Republican, er I mean, Democratic Senator Arlen Specter regarding his reason for leaving the GOP.

Senator Specter is a man of principle or rather principally a political opportunist. Like every politician, Specter is concerned about keeping his political position. So not being a particularly stupid person, Specter obviously looked around, saw the collapse of the Republican Party in the Northeast , and thought that it might be a good idea for him to get on a life boat before the GOP Titanic sinks further into the deep waters of public outrage and animosity.

Specter also would have faced a difficult Republican primary in 2010 because he is seen as too moderate by the glassy eyed religious fanatics and the Teabaggers that still make up of what is left of a dying Republican Party in the United States.

So what does Specter's move to the Democratic Party mean for America?

Not much.

Although the Democrats will soon have enough votes to break a Republican filibuster with 60 seats in the Senate (after Senator Al Franken comes aboard), the difference between both parties are little more than cosmetic. Especially in the Senate, there is not much difference between the agendas of the Republicrat parties. Sure the Democrats will make legislative moves that will give the appearance of populism and change (like the Bill of Rights for Credit Card Holders legislation which merely gives consumers a little more information and notice before they get screwed), but it will be business as usual for the bankers and corporate power interests that actually run America.
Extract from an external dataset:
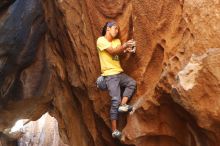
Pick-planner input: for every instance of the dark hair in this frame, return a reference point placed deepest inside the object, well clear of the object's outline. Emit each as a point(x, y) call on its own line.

Senator Arlen Specter becoming a Democrat, a Green, or resigning will not change the power dynamics in Washington.

In fact, Specter's move from Democrat (in his early career) to Republican and now back to Democrat is representative of power politics in Washington. The Military Industrial Complex power structure merely uses both parties for power and position. They pretend to endorse whichever party has some popularity and momentum, but the power structure always make sure both parties endorse their agenda. Arlen Specter is representative of this process.